Simple Practices That Will Change Your Life

If you had room to grow and didn’t, you’re a failure – regardless of your achievements.

David Shapiro said, “The purpose of life is to grow and give.” Only perfect people don’t need to grow.

We get closer to our potential when we grow, but we’re always less than we could be.

Learning is growing.

Image of water and flowers from above.

Life changes when you change.

Four simple practices that will change your life:

#1. Say, “That didn’t work.”

You can’t learn if you can’t admit failure. This is one reason corporate culture becomes dumber and dumber. The need to be right is a fool’s path to oblivion.

Practice: Once a week say, “I’m trying to make this better, but it’s not working like I’d hoped. What suggestions do you have?”

#2. Try things.

What are you trying? I’m not talking about doing the same thing over and over. That kind of trying is dead-end. What are you trying that you haven’t tried before? How might you do old things in new ways?

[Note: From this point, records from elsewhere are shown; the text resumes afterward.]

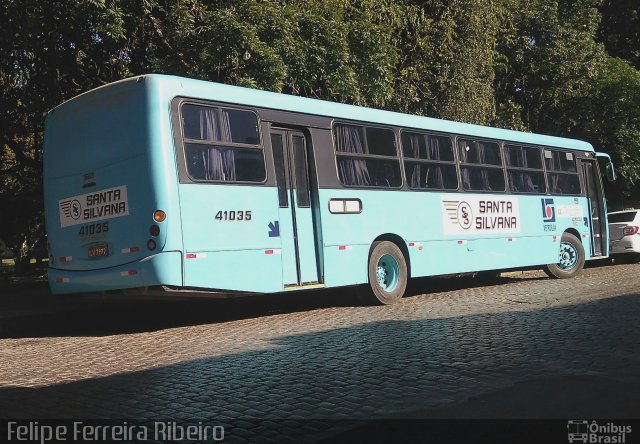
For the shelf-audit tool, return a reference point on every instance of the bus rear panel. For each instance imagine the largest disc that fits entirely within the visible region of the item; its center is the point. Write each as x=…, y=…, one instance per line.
x=108, y=213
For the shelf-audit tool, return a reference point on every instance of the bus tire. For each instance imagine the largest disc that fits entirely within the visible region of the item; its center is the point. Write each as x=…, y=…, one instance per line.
x=387, y=273
x=571, y=258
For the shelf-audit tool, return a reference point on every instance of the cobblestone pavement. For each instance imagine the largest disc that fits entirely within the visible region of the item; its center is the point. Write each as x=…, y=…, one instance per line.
x=276, y=368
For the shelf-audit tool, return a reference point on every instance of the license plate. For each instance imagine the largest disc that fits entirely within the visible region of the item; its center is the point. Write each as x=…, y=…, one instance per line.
x=100, y=250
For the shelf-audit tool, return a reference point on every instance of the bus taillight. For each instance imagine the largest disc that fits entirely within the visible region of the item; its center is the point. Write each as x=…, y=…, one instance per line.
x=159, y=216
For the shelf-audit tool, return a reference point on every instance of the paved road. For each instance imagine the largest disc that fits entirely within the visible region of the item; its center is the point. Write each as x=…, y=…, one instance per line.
x=314, y=366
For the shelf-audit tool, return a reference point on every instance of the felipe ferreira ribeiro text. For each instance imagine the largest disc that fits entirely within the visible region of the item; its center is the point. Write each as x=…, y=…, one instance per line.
x=79, y=431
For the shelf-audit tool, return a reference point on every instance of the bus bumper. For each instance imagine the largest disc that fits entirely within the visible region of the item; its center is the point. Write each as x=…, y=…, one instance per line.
x=159, y=269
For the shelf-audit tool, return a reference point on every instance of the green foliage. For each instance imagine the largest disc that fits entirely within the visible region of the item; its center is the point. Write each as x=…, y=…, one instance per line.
x=620, y=29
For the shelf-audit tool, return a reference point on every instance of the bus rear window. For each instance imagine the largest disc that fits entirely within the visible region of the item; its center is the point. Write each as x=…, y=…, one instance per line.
x=222, y=145
x=224, y=164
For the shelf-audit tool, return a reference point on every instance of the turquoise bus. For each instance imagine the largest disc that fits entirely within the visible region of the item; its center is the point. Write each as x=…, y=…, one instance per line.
x=167, y=184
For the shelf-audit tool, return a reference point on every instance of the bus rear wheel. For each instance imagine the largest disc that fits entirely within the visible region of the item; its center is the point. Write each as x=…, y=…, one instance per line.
x=387, y=274
x=571, y=258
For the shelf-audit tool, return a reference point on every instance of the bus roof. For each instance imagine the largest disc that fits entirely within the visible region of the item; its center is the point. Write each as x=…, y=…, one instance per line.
x=172, y=86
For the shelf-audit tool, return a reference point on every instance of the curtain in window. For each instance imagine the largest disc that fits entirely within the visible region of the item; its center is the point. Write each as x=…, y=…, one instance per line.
x=435, y=148
x=209, y=128
x=415, y=152
x=219, y=162
x=352, y=171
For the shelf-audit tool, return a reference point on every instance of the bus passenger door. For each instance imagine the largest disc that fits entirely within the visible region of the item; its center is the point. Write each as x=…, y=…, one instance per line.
x=296, y=225
x=597, y=214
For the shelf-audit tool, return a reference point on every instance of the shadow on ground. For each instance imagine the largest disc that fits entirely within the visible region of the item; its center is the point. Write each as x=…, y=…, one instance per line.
x=31, y=311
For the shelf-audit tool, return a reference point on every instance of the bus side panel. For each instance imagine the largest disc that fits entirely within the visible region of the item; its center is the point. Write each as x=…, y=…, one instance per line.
x=420, y=218
x=158, y=269
x=231, y=237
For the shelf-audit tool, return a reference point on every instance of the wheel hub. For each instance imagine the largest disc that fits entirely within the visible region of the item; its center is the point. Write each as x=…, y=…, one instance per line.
x=568, y=256
x=387, y=271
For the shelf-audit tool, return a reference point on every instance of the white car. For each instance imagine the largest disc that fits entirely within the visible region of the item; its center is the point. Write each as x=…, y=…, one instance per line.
x=624, y=232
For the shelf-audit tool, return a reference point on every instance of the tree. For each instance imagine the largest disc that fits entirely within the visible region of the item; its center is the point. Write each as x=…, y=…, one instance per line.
x=620, y=29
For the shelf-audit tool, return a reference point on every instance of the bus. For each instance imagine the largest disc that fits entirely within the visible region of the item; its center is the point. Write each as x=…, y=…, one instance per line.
x=165, y=184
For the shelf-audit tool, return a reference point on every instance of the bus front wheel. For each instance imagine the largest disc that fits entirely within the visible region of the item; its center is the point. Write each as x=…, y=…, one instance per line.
x=571, y=258
x=387, y=273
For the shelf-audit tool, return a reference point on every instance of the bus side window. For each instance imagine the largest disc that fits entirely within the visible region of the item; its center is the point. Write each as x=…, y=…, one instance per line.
x=524, y=169
x=367, y=156
x=481, y=165
x=562, y=172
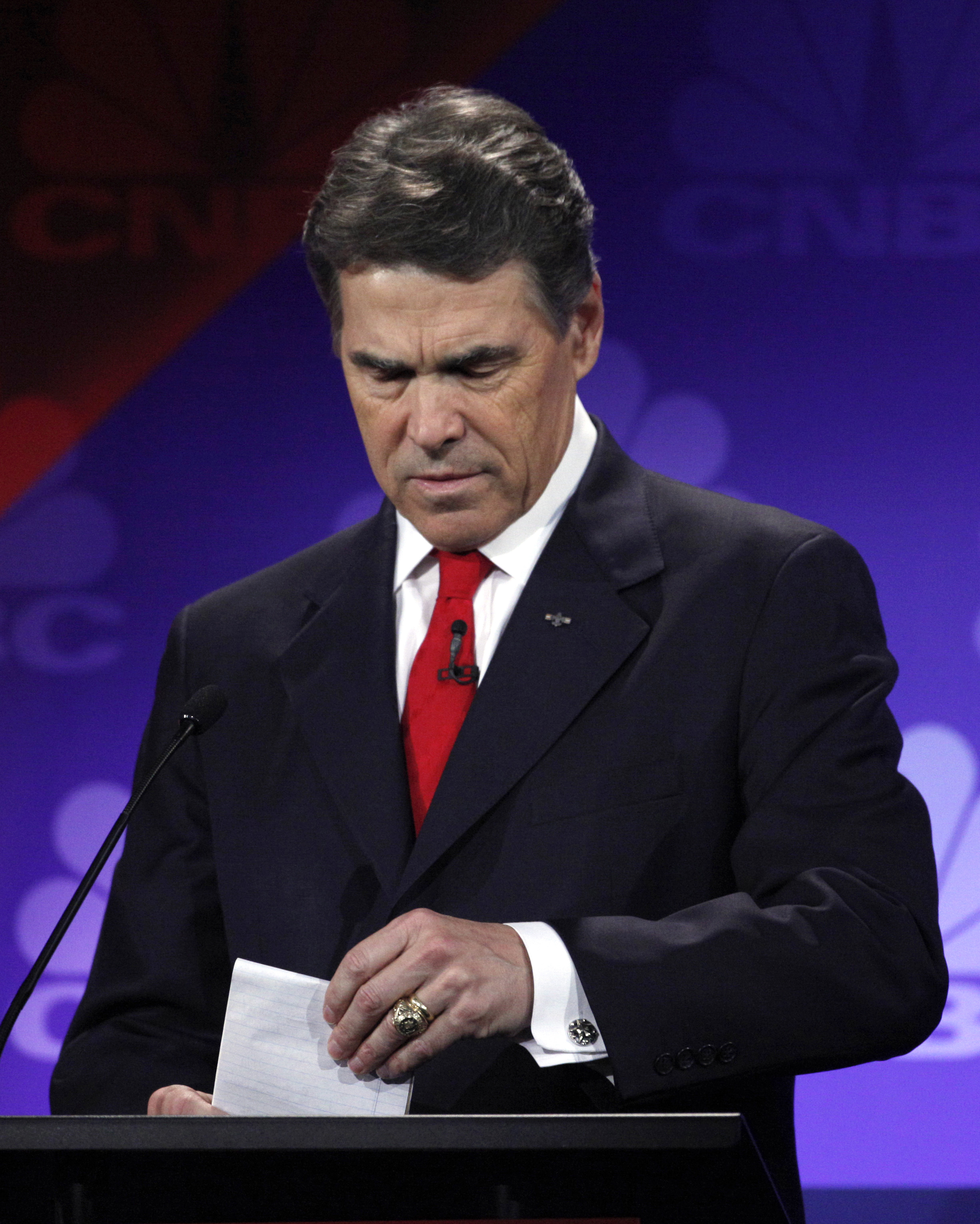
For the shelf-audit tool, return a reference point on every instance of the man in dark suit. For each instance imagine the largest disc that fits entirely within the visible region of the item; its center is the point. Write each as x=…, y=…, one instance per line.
x=641, y=723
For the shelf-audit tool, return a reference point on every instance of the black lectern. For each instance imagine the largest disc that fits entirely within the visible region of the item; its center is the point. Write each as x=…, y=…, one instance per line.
x=648, y=1168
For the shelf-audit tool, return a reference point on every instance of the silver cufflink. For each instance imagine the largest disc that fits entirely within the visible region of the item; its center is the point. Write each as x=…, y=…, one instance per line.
x=581, y=1032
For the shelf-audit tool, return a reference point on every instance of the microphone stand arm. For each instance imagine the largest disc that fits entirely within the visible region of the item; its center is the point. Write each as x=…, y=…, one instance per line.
x=189, y=726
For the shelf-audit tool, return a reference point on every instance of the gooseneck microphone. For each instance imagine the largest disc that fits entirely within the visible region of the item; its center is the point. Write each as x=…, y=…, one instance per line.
x=202, y=711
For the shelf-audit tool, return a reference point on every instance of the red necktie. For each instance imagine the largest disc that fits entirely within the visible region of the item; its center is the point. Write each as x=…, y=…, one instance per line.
x=442, y=683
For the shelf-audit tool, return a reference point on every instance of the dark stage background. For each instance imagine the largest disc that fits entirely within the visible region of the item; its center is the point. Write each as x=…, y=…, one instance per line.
x=788, y=201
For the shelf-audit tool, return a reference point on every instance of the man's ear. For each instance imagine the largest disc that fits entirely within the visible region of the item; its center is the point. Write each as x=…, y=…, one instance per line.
x=585, y=331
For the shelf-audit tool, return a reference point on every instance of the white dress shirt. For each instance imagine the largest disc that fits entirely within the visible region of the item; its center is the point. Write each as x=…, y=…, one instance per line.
x=559, y=997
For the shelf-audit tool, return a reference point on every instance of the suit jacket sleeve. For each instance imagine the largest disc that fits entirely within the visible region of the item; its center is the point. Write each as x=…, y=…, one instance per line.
x=154, y=1010
x=829, y=954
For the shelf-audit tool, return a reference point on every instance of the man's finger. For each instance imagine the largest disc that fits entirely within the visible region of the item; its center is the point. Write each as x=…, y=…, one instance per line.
x=179, y=1101
x=369, y=1018
x=360, y=965
x=441, y=1035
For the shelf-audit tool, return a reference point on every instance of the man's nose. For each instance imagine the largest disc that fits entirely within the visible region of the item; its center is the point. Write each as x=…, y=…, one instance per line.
x=435, y=419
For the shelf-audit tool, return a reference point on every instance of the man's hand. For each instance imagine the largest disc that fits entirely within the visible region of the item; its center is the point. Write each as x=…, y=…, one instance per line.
x=179, y=1101
x=475, y=980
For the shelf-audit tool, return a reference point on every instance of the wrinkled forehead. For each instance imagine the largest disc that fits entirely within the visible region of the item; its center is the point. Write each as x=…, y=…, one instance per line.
x=404, y=307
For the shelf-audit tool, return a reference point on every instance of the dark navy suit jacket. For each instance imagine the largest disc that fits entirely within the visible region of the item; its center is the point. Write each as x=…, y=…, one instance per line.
x=694, y=781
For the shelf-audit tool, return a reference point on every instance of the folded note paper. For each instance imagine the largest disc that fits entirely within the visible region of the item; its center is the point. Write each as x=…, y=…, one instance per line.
x=274, y=1062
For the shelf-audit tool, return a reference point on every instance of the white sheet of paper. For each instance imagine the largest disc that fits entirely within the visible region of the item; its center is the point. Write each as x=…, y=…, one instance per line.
x=273, y=1059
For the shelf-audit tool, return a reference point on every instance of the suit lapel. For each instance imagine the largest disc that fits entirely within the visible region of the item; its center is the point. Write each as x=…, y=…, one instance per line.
x=543, y=675
x=339, y=673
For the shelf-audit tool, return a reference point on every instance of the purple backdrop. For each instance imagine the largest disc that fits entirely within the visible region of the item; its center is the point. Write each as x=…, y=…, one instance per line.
x=788, y=205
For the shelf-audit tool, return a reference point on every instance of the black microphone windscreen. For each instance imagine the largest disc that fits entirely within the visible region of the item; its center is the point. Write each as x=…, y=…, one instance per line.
x=206, y=708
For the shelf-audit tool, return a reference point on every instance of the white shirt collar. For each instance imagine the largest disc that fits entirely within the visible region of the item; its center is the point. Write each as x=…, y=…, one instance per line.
x=517, y=549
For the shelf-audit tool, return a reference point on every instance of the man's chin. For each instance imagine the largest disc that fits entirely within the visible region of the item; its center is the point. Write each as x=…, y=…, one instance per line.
x=455, y=530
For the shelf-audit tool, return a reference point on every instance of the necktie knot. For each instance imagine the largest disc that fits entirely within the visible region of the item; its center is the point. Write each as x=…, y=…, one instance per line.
x=461, y=573
x=443, y=679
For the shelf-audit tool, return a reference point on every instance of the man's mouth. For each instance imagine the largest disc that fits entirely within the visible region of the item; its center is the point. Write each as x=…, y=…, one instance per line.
x=446, y=483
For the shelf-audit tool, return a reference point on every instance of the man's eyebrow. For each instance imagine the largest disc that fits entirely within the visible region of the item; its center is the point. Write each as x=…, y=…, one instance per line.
x=480, y=355
x=382, y=365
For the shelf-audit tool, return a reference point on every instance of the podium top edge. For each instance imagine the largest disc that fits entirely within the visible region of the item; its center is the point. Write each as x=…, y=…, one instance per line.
x=413, y=1132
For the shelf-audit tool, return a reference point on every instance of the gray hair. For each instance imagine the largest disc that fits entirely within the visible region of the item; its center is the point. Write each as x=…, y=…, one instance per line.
x=455, y=183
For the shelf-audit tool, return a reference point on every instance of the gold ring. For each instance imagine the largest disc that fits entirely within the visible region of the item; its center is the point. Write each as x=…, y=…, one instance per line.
x=410, y=1018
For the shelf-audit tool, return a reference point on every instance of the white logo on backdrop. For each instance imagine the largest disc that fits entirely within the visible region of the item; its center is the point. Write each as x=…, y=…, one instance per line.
x=80, y=824
x=858, y=122
x=944, y=767
x=54, y=543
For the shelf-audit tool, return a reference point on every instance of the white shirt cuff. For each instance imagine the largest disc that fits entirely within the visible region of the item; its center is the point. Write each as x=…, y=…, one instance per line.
x=559, y=999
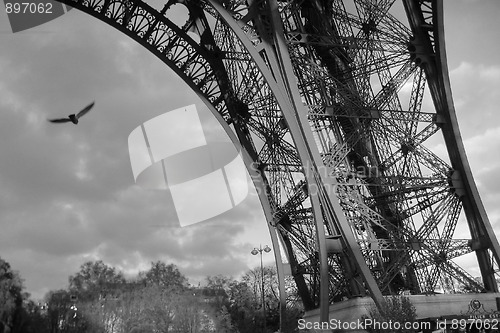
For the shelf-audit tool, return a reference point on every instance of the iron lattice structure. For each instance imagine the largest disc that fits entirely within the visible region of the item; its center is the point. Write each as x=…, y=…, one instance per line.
x=337, y=106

Practice: Once a week intentionally try something new.

#3. Build relationships.

The greatest instrument of change, beyond personal commitment, is people. You become like the people around you. “Show me your friends and I’ll show you your future.” Anonymous

Every person I coach changes me.

Practice: Spend unstructured time with people on your team. Have coffee or lunch. Don’t talk about work.

#4. Meet new people.

Over the years I’ve had scores of one-time conversations with new people. Only a handful were disappointing.

Meeting new people is inconvenient when you’re busy doing important work. Remind yourself that meeting new people changes you.

When YOU change, life changes.

Practice: Six times a year reach out to someone you would like to meet. (A video conference with a new person may change you.)

Tip: Put these simple practices on your calendar.

What practice might change you this year?